33. Safe-Not Saved
Safe-Not Saved "They that are whole have no need of the physician, but they that are sick"—Mark 2:17.
"Thou sayest, 1 am rich, and increased with goods, and have need of nothing;
and knowest not that thou art wretched, and miserable, and poor, and blind,
and naked."—Revelation 3:17. The morning papers of June 13th, contained an account of the suicide of a French nobleman, the Count Aubriet de Pevy, who drowned himself in the Thames. A letter was found in his clothes on the bank, headed" Last Impressions of Count Aubriet." He had resolved to die, the world was but a kind of experimental hell, he hoped for a better world, in which, immediately after, he should appear in an ethereal body. He had great respect for Jesus of Nazareth, but this was the only resurrection. He had a firm belief that he was safe—"saved," was ridiculous.

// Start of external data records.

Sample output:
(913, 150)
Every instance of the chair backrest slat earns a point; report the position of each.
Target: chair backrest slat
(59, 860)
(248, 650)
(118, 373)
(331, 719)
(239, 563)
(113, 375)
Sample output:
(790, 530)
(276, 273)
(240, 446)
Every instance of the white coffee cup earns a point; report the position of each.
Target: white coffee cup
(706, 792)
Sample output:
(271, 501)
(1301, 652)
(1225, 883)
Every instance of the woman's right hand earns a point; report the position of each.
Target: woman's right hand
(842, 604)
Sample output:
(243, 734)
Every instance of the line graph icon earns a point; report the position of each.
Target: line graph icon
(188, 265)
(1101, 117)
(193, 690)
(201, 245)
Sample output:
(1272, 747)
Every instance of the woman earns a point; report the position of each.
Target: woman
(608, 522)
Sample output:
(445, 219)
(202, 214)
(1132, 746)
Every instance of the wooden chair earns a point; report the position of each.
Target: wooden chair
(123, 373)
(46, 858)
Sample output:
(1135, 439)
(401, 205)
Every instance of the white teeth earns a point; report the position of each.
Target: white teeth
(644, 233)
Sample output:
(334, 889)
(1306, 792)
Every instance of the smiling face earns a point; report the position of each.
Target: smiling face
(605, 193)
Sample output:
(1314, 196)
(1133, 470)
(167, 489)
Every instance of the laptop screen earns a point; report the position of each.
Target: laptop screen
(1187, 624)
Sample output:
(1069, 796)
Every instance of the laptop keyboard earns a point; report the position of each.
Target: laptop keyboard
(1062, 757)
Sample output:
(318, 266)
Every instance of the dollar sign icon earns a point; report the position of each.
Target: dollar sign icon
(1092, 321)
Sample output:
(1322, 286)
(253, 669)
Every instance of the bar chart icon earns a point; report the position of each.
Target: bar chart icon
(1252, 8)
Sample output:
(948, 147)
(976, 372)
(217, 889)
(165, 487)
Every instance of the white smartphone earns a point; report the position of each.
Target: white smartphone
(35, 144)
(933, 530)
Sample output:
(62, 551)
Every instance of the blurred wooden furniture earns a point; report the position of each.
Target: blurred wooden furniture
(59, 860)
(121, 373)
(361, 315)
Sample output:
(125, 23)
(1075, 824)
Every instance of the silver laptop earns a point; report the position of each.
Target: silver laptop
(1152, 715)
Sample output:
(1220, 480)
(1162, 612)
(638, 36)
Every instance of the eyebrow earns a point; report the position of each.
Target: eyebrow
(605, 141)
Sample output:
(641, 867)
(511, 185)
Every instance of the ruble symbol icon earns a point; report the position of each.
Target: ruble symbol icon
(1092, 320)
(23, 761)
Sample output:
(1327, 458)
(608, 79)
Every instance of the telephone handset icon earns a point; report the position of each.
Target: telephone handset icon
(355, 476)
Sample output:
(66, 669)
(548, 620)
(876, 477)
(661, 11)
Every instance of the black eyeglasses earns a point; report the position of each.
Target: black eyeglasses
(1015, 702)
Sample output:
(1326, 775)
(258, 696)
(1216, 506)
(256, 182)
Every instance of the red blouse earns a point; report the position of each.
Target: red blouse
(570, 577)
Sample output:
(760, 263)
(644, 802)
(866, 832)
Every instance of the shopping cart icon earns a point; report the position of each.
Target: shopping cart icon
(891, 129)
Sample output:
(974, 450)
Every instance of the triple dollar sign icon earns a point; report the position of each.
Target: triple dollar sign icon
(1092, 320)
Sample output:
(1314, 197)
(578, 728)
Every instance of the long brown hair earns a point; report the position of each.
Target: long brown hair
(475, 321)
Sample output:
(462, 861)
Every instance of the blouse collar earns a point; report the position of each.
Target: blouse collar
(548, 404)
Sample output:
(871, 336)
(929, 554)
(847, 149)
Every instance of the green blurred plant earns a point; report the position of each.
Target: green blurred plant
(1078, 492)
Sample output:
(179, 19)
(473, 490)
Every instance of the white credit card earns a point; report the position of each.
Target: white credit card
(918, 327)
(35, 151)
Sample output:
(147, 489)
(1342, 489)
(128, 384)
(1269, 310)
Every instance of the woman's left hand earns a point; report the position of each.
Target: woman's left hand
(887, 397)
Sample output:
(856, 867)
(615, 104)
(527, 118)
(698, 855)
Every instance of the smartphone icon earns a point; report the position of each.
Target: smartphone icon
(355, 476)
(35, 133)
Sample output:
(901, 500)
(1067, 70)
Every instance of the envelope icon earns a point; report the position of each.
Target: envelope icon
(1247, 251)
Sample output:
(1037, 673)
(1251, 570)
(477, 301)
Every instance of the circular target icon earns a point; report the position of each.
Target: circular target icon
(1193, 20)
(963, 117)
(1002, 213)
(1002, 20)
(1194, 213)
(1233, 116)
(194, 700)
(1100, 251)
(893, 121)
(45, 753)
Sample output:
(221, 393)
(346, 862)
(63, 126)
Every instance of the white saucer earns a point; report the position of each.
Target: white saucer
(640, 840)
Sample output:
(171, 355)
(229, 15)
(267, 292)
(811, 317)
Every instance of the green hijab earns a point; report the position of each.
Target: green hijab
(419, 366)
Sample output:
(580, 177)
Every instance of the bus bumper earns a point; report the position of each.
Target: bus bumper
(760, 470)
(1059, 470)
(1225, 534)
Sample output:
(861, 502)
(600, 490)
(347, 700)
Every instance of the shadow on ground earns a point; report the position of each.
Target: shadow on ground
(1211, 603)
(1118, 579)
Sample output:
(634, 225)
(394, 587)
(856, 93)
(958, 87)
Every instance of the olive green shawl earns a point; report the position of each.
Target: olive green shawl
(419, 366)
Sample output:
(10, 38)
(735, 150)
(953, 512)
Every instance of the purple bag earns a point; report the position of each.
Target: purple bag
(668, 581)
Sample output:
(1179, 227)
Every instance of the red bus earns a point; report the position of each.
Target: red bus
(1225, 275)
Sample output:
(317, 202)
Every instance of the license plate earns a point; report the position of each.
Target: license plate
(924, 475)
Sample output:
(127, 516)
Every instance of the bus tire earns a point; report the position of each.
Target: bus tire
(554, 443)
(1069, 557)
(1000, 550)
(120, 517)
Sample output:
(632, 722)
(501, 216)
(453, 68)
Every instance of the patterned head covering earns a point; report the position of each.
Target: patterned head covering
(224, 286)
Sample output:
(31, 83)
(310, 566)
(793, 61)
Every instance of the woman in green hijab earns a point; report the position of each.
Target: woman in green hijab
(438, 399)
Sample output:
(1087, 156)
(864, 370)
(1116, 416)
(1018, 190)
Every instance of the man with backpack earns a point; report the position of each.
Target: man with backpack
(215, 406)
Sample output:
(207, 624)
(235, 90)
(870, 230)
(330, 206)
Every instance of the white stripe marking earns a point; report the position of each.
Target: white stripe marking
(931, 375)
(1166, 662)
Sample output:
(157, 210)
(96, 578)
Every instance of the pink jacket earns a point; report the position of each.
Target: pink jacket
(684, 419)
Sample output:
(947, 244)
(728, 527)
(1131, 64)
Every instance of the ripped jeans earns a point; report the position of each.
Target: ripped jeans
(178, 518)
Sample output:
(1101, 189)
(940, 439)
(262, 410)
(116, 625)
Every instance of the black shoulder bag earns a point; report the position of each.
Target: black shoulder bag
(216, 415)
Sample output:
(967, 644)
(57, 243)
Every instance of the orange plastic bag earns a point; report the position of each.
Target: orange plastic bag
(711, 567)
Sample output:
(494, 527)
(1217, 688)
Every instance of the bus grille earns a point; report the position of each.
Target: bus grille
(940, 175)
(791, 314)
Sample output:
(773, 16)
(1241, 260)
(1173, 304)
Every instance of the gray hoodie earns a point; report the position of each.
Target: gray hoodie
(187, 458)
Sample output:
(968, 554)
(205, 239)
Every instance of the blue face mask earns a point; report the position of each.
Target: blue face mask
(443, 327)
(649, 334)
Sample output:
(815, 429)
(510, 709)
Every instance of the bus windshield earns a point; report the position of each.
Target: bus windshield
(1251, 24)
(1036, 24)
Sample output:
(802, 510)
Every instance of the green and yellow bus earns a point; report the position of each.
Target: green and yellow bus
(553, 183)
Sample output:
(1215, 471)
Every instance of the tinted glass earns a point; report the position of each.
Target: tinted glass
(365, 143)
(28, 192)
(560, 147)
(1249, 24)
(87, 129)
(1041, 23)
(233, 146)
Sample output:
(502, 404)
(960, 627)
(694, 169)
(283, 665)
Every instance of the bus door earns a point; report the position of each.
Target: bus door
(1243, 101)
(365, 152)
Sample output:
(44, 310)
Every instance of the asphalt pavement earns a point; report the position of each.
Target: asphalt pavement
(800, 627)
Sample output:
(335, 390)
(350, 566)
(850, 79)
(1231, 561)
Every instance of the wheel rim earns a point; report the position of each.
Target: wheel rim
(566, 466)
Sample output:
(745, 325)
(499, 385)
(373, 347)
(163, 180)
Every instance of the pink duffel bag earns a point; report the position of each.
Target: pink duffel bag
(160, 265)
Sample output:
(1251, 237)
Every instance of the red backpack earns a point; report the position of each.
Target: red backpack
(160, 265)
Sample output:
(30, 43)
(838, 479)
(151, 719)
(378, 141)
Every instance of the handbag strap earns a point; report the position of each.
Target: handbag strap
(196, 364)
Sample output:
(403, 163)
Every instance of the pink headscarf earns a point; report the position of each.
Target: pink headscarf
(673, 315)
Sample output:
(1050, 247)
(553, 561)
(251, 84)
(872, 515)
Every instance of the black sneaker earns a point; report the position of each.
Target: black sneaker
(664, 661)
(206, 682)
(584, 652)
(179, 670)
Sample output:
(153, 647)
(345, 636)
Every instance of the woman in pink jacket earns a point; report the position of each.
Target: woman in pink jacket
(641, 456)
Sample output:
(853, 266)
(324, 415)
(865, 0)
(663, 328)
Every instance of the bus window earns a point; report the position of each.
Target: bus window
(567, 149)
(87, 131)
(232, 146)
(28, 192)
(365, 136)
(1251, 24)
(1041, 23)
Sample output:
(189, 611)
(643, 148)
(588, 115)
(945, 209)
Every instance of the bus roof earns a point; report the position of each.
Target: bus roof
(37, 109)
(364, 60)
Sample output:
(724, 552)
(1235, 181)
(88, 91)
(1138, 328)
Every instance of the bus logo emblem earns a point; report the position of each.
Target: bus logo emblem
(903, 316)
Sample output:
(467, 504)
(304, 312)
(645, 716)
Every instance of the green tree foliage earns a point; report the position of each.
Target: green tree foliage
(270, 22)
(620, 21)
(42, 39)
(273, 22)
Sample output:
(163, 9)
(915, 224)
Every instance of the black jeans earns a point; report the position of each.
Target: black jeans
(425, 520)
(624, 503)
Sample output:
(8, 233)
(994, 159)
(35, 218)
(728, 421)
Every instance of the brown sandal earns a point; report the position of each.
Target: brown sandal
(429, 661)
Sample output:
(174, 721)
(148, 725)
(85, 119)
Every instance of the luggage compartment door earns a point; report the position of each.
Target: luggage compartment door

Count de Pèvy has only a little more plainly than usual expressed the sentiment of multitudes. They are so good, so amiable, so religious, that to speak of their being lost appears to them to be a ridiculous misuse of terms; and salvation for them is an insulting superfluity. They are "safe" and need not to be" saved ." They thus shut themselves out of all the benefit of the mission of the Saviour, since he came to save, and his work has to do with the lost and no others. It is pitiful to see a sinner so proud that he bars the door of mercy against himself by his own deliberate act and deed in order to maintain a fictitious claim to personal excellence. Here is a poor soul about to commit the horrible crime of self-murder and yet he calls himself "safe," and ventures to insult the Christ of God by offering him his" respect "—the respect of a suicide. Think of a criminal honouring his judge with a declaration that he respects him! A patient expressing his respect for a physician whose skill he rejects with ridicule! He who feels his guilt and his need of salvation is not content with cold respect, but loves and adores his Saviour. 0 that this poor child of Adam had but seen his real state and had sought after the salvation which he despised. Let him serve as a warning to many who are wrapt in the same deadly-day-dream. May God arouse them from it, or it will be their ruin. Many are the mighty ones who have fallen down, slain by self-righteousness:—
"Though various foes against the Truth combine, Pride above all opposes her design;
Pride, of a growth superior to the rest, The subtlest serpent with the loftiest crest, Swells at the thought, and kindling into rage, Would hiss the cherub Mercy from the stage."